Blessings of Liberty. Our Torah portion this week has much to say about the enterprise of building in order to secure “blessings of liberty.”

Almost every verse this week is a detailed explanation of the materials used to build the mishkan, the sanctuary to God that will travel with the Israelites as they wander and solidify as a people. Every person is commanded to bring their skills and materials as they are able and moved. Every piece will fit together in an elaborate unison. It will be beautiful, the most beautiful, unlike anything you’ve seen before.

But the structure we spend so much time reading about turns out to be pretty much inconsequential. Case in point: it no longer exists (if it ever did). Only the descendants of the people who built it remain. Only their traditions and values have mattered in the long haul.

It was never about the thing itself – it was always about the united heart of the people building it. God gives away the rouse in Exodus 25:8 – “let them make me a Sanctuary, so that I may dwell among them.” Note, the words are not “within it.” No, it’s “among them.” That is, according to the rabbis, within the hearts of the people. “There”, says verse 22, “I will speak with you.”

The eternal flame, also ordained in this Torah portion, would serve as a reminder of the Godly life burning within each member of the community – the Jew and the stranger, the insider and the outsider – all who had chosen to be there.
So what are we going to build in America? Are we going to  uild walls or are we going to build a Mishkan – a metaphysical meeting space where we discover the divine spark within each human soul?

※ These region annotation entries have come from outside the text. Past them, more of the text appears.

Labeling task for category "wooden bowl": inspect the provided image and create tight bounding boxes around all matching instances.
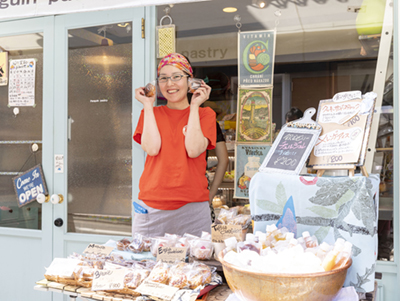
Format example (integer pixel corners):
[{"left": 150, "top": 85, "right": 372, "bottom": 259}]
[{"left": 218, "top": 251, "right": 352, "bottom": 301}]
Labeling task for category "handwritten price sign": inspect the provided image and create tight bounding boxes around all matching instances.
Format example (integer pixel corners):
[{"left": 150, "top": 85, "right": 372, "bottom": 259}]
[
  {"left": 136, "top": 280, "right": 179, "bottom": 300},
  {"left": 211, "top": 224, "right": 243, "bottom": 243},
  {"left": 92, "top": 269, "right": 126, "bottom": 291},
  {"left": 83, "top": 244, "right": 114, "bottom": 256},
  {"left": 259, "top": 108, "right": 321, "bottom": 175},
  {"left": 157, "top": 247, "right": 187, "bottom": 263}
]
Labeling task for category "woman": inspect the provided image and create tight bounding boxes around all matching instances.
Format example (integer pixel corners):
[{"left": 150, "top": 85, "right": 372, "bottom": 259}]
[{"left": 132, "top": 53, "right": 216, "bottom": 236}]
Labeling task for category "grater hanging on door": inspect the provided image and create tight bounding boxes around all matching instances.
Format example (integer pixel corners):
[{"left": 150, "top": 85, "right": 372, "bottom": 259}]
[{"left": 156, "top": 14, "right": 175, "bottom": 58}]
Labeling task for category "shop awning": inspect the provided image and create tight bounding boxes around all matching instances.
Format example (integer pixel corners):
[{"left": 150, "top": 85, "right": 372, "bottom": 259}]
[{"left": 0, "top": 0, "right": 207, "bottom": 21}]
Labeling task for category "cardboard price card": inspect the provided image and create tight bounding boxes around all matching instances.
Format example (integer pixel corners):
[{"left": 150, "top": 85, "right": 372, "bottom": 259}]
[
  {"left": 136, "top": 280, "right": 179, "bottom": 300},
  {"left": 157, "top": 247, "right": 187, "bottom": 263},
  {"left": 211, "top": 224, "right": 243, "bottom": 243},
  {"left": 83, "top": 244, "right": 114, "bottom": 256},
  {"left": 92, "top": 269, "right": 126, "bottom": 291}
]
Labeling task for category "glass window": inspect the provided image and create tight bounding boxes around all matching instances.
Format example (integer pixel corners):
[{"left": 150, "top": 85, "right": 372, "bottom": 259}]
[{"left": 68, "top": 22, "right": 132, "bottom": 235}]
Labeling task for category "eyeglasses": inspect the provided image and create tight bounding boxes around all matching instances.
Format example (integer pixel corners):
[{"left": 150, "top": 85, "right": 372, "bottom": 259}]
[{"left": 157, "top": 74, "right": 189, "bottom": 84}]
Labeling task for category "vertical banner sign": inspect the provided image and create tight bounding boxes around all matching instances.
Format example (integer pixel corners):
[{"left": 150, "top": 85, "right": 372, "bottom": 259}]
[
  {"left": 238, "top": 30, "right": 276, "bottom": 87},
  {"left": 0, "top": 52, "right": 8, "bottom": 86},
  {"left": 8, "top": 59, "right": 36, "bottom": 107},
  {"left": 236, "top": 87, "right": 272, "bottom": 143},
  {"left": 234, "top": 144, "right": 271, "bottom": 199},
  {"left": 13, "top": 164, "right": 48, "bottom": 207}
]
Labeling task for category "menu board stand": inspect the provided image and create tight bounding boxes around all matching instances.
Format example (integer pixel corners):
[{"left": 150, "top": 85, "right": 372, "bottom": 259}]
[{"left": 309, "top": 91, "right": 376, "bottom": 177}]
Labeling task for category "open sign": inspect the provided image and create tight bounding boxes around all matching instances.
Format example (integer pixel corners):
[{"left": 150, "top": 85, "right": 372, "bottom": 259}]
[{"left": 13, "top": 164, "right": 48, "bottom": 207}]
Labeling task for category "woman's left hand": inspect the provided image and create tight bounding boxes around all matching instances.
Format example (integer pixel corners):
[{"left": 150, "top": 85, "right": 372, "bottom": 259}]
[{"left": 190, "top": 81, "right": 211, "bottom": 107}]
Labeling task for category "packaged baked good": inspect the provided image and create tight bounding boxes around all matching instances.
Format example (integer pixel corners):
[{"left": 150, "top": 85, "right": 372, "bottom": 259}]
[
  {"left": 144, "top": 81, "right": 156, "bottom": 97},
  {"left": 228, "top": 214, "right": 251, "bottom": 228},
  {"left": 188, "top": 261, "right": 212, "bottom": 289},
  {"left": 117, "top": 238, "right": 131, "bottom": 251},
  {"left": 151, "top": 237, "right": 176, "bottom": 257},
  {"left": 148, "top": 261, "right": 168, "bottom": 284},
  {"left": 127, "top": 233, "right": 144, "bottom": 253},
  {"left": 216, "top": 208, "right": 237, "bottom": 225},
  {"left": 188, "top": 77, "right": 203, "bottom": 93},
  {"left": 142, "top": 236, "right": 151, "bottom": 252},
  {"left": 190, "top": 238, "right": 214, "bottom": 260}
]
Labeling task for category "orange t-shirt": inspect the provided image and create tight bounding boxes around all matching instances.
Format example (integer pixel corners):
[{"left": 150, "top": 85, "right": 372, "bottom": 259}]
[{"left": 133, "top": 106, "right": 217, "bottom": 210}]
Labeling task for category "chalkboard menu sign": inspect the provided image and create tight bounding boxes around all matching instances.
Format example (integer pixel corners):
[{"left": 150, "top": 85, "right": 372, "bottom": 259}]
[
  {"left": 13, "top": 164, "right": 48, "bottom": 207},
  {"left": 259, "top": 108, "right": 321, "bottom": 175}
]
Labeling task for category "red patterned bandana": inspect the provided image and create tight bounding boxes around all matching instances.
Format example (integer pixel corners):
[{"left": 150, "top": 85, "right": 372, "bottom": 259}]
[{"left": 157, "top": 53, "right": 193, "bottom": 77}]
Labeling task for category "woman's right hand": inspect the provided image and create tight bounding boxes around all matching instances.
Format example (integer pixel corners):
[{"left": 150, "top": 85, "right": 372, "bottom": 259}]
[{"left": 135, "top": 87, "right": 156, "bottom": 106}]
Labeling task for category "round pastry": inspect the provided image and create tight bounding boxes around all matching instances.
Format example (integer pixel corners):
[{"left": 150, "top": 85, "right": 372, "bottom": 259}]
[
  {"left": 144, "top": 83, "right": 156, "bottom": 97},
  {"left": 188, "top": 77, "right": 201, "bottom": 93},
  {"left": 148, "top": 267, "right": 168, "bottom": 284}
]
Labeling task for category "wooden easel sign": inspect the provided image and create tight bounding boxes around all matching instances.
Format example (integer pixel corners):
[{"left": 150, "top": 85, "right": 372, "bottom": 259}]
[
  {"left": 309, "top": 91, "right": 376, "bottom": 170},
  {"left": 259, "top": 108, "right": 321, "bottom": 175}
]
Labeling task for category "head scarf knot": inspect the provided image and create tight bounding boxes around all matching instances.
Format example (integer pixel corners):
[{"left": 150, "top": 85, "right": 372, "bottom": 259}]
[{"left": 157, "top": 53, "right": 193, "bottom": 77}]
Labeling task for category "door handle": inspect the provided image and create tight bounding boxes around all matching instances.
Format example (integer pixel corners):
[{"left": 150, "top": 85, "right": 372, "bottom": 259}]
[
  {"left": 50, "top": 194, "right": 64, "bottom": 205},
  {"left": 54, "top": 218, "right": 64, "bottom": 227},
  {"left": 36, "top": 193, "right": 50, "bottom": 204}
]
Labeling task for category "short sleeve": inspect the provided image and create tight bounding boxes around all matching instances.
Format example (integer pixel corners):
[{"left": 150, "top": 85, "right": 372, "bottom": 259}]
[
  {"left": 200, "top": 108, "right": 217, "bottom": 149},
  {"left": 133, "top": 110, "right": 144, "bottom": 144}
]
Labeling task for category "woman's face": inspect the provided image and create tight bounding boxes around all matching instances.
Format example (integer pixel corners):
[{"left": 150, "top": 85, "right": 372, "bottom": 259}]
[{"left": 158, "top": 65, "right": 188, "bottom": 103}]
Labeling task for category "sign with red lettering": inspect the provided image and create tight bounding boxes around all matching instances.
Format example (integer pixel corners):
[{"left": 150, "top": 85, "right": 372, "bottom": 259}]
[
  {"left": 309, "top": 91, "right": 376, "bottom": 167},
  {"left": 13, "top": 164, "right": 48, "bottom": 207}
]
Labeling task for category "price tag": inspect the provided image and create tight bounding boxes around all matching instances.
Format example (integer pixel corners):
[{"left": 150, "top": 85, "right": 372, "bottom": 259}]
[
  {"left": 46, "top": 258, "right": 80, "bottom": 277},
  {"left": 92, "top": 269, "right": 126, "bottom": 291},
  {"left": 211, "top": 224, "right": 244, "bottom": 243},
  {"left": 136, "top": 280, "right": 179, "bottom": 300},
  {"left": 83, "top": 244, "right": 114, "bottom": 256},
  {"left": 157, "top": 247, "right": 187, "bottom": 263}
]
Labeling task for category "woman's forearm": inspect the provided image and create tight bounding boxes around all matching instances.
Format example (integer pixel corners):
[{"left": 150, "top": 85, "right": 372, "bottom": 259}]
[
  {"left": 185, "top": 105, "right": 208, "bottom": 158},
  {"left": 141, "top": 106, "right": 161, "bottom": 156},
  {"left": 209, "top": 141, "right": 229, "bottom": 203}
]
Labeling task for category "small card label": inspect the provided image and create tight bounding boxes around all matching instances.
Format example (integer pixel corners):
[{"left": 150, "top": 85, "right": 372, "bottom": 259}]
[
  {"left": 136, "top": 280, "right": 179, "bottom": 300},
  {"left": 54, "top": 155, "right": 64, "bottom": 173},
  {"left": 83, "top": 244, "right": 114, "bottom": 256},
  {"left": 211, "top": 224, "right": 243, "bottom": 243},
  {"left": 157, "top": 247, "right": 187, "bottom": 263},
  {"left": 92, "top": 269, "right": 126, "bottom": 291},
  {"left": 46, "top": 258, "right": 80, "bottom": 277}
]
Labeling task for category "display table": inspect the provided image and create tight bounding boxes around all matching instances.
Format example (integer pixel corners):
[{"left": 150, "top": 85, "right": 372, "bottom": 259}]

Attacks against buildings are only a short jump to attacks against humans. We Jews have met this foe of bigotry before. We are equipped to defeat it again.

And not just because of our historical resilience. No, it is because for once in our people’s history, we have the ear and the heart of our neighbors.

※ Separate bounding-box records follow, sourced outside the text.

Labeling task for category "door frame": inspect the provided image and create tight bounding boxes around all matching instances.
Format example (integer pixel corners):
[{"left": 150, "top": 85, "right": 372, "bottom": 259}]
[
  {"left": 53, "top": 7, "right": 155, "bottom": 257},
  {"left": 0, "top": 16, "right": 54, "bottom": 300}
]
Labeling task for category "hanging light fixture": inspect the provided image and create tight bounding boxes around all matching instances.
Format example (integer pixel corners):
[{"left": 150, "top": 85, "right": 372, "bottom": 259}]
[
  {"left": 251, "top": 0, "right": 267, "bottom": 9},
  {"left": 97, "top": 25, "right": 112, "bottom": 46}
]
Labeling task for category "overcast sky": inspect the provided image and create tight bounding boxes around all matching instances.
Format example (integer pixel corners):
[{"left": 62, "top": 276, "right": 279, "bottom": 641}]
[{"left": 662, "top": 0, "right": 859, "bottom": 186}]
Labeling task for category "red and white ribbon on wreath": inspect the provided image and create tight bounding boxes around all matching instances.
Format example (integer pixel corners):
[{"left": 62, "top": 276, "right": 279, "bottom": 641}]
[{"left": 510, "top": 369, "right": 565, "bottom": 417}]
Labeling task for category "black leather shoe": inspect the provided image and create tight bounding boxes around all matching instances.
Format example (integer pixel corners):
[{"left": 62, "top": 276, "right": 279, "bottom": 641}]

On Tuesday morning, Cantor Jonathan, Rabbi Billy and I met with diverse faith leaders from the Rivertowns and Greenburgh area. The threat against the JCC was only our touch point. We shook hands with one another and pledged to work together to leave no room in our community Mishkan for anything but the presence of God. I was so proud.

And so motivated. Now is NOT the time for us Jews to play the victim. The anti-semitism is scary, but the broader wave of hate is scarier. Minority communities have been suffering for years. We talked about it, we got on board. The Black Lives Matter movement, refugee resettlement initiatives. Now, with the hate coming to our doorstep, we cross the threshold to take an even more public stand. We are a people who know what is like to be the outsider, to suffer at the hands of those that hate because it’s all they know how to do. Let us take our own experiences, and sharing them with our neighbors’ experiences, build a mishkan of love and a sanctuary of fellowship, amen.